Thinking out of the box, he wondered - why not try this blood transfusion into human beings? And with this thought taking root in him, he got the first opportunity on 15 June 1667 - exactly this day 340 years ago - when a young man walked into his clinic. The man was in "a drowsy and feverish state", and other doctors had given up on him. Quickly concluding that his standard set of medicines wouldn't work, he got hold of a lamb, withdrew from it about 12 ounces of blood, and transfused the blood into his patient. His reasoning? "A lamb is full of gentle 'humors', and its blood will infuse in the man its natural enthusiasm and bounce." ^+^
Lo and behold! The man recovered in no time!
Elated, our Denis performed this same technique on another patient, this time a 45-year old chair bearer. Instead of a lamb, Denis now got hold of a sheep, using his own quaint (!) line of logic. Again, the man recovered!
The name and fame of Denis spread like wildfire, as expected. Extremely complicated cases would now be referred to him, and his prestige in the eyes of his peers grew.
Alas, success in a man draws antagonism and jealousy in fellow beings. So when one transfusion experiment failed and the patient died, a canard was spread that the good Doctor was the perpetrator.
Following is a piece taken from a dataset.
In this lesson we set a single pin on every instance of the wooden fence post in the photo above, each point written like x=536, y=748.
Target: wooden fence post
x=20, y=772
The case was brought to court, and though Denis successfully extricated himself of the charges, the incident shook his beliefs. He stopped transfusions from then on.
Though he was later invited to the court of England, where he demonstrated his prowess in blood transfusion, disillusionment had set in, and the man who "pumped lamb's blood into humans" faded away into oblivion.
It was almost one hundred fifty years later, when a British obstetrician, Dr. James Blundell, discarded the "gentle animal blood" theory and transfused blood from human being to human being.
What I liked about this man, Denis Jean-Baptiste, was his creativity and daring. While the buzz about animal-to-animal blood transfusion was around him, he thought of the next step of performing the first animal-to-human transfusion; never mind the soundness of his logic.